Richmond
On the eve of Juneteenth, the school board of Richmond, Virginia voted to rename J.E.B. Stuart Elementary after Barack Obama. In a city full of politically loaded symbols, this is a big one.
The former Confederate capital is riddled with statues of Civil War figures like Stuart, most notably on Monument Avenue. The debate over whether to take them down has waxed and waned over the last several decades. But public pressure over the last few years has intensified, after a series of events forced even complacent Richmonders to consider America’s racist past and present.

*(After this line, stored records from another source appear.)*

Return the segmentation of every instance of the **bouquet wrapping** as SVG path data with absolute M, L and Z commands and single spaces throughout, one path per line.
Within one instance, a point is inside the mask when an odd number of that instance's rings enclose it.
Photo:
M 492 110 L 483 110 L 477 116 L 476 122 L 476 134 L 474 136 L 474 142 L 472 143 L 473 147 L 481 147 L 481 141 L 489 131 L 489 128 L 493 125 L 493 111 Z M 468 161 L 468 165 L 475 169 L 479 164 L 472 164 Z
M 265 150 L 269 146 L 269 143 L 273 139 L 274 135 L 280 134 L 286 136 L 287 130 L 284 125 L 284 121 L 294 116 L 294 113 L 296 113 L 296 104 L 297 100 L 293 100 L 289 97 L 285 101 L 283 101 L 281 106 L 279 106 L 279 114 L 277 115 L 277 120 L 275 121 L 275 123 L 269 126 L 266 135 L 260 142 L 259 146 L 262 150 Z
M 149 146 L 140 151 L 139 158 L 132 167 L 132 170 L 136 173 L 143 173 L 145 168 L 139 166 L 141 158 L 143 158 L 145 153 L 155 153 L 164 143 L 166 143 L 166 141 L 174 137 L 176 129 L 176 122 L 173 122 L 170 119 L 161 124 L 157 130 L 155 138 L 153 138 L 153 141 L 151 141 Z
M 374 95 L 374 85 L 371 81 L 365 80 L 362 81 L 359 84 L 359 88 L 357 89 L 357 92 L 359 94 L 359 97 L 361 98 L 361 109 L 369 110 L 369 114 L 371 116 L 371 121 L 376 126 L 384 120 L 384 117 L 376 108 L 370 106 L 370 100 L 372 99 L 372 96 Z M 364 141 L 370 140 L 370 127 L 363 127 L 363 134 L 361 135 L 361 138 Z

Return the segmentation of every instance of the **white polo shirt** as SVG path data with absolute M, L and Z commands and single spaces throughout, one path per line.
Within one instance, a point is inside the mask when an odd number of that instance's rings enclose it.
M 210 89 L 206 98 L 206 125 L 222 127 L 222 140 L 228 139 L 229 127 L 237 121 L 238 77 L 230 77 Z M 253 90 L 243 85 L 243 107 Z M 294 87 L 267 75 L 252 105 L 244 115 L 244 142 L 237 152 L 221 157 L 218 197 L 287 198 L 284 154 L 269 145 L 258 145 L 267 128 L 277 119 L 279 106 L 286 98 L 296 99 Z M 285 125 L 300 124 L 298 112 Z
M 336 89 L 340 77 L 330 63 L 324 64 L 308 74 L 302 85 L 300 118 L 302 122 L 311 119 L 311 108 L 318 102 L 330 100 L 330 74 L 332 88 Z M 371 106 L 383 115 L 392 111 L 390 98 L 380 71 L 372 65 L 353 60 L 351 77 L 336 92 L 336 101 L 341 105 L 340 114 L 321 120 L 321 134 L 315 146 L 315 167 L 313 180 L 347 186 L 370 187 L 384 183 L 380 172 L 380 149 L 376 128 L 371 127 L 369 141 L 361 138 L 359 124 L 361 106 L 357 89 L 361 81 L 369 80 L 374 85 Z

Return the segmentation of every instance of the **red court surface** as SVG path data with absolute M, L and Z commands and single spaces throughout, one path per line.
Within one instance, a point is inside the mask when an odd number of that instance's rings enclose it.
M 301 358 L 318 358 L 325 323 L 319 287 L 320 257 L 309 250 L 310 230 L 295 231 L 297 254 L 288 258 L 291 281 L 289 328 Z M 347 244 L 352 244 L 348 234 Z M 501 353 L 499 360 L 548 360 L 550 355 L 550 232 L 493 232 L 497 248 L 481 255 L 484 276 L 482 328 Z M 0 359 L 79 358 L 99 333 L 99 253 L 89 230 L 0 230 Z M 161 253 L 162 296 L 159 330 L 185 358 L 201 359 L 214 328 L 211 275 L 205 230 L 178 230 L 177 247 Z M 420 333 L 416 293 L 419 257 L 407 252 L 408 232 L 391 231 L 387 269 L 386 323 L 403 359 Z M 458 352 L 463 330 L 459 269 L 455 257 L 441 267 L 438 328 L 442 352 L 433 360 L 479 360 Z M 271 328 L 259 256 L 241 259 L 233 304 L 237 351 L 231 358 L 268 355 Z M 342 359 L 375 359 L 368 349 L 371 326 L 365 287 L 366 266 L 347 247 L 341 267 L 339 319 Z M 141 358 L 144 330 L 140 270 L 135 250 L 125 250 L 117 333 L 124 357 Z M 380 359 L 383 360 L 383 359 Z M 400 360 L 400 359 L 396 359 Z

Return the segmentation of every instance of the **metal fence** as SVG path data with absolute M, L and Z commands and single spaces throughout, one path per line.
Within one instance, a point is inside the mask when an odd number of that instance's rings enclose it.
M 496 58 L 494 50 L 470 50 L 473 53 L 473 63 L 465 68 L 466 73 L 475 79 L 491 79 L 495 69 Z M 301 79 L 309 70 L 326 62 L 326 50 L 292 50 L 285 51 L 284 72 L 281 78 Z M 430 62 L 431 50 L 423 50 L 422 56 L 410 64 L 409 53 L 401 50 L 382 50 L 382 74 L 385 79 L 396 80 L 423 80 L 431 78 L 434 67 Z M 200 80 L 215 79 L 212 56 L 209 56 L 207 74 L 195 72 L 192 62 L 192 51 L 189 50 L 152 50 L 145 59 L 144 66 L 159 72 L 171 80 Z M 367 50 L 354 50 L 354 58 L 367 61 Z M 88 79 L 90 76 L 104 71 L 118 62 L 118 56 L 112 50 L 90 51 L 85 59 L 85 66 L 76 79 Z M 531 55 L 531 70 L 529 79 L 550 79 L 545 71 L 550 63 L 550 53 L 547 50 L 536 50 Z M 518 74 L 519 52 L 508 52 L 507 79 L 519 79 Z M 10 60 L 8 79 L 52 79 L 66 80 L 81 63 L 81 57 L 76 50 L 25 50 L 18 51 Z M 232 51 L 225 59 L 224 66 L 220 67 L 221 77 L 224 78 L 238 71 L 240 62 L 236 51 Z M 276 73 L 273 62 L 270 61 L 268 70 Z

Dylann Roof’s murderous attack on a black church in Charleston, South Carolina, followed by the election of Donald Trump and the ensuing white supremacist rally in nearby Charlottesville, has finally started to upend a foundation of Richmond’s identity: Statues honoring the white men who once commanded armies in the name of slavery, looking down on the city from enormous pedestals.
The city’s mayor Levar Stoney, who is black, has dragged his feet about what to do about the city’s Confederate monuments. It took gubernatorial candidate Ralph Northam to announce his own support before Stoney agreed to let the Monument Avenue Commission even consider removing them.
The move to create Barack Obama Elementary was also controversial, though not necessarily for the reasons you’d think. Kenya Gibson, the lone dissenter at the school board vote, was in favor of removing Stuart’s name, but wanted to replace him with a local figure. “This is Richmond and we are about history and we have so many great local stories to tell,” Gibson said. “Our local stories are so important to cherish.” Civil rights leader Barbara Johns and local attorney Oliver Hill, both instrumental in the landmark 1954 Brown v. Board of Education case, were put forward as options, along with Henry Marsh, the first black mayor of Richmond.
Richmond itself is majority black—as are 90% of the students at the former J.E.B. Stuart Elementary—but the city’s white majority has done its best to assert its dominance over the past two centuries. Most of the monuments were erected during the Jim Crow era, with the crown jewel—Robert E. Lee’s statue—rising defiantly in 1890. Stuart Elementary was established in 1922, at the same time as the NAACP was working to pass an anti-lynching bill that was ultimately blocked by Southern senators.
Though last night’s renaming of the school met with surprisingly little opposition, the Richmond region has miles to go before it comes to grips with its monuments to racism. A notoriously poverty-stricken corridor is anchored by Jefferson Davis Highway, and neighboring Hanover County recently voted to keep “Confederates” and “Rebels” as the mascots of Lee-Davis High School and Stonewall Jackson Middle School, respectively. And of course, the city’s infamous monuments are still atop their pedestals—though the students currently enrolled at Barack Obama Elementary may one day have something to say about that.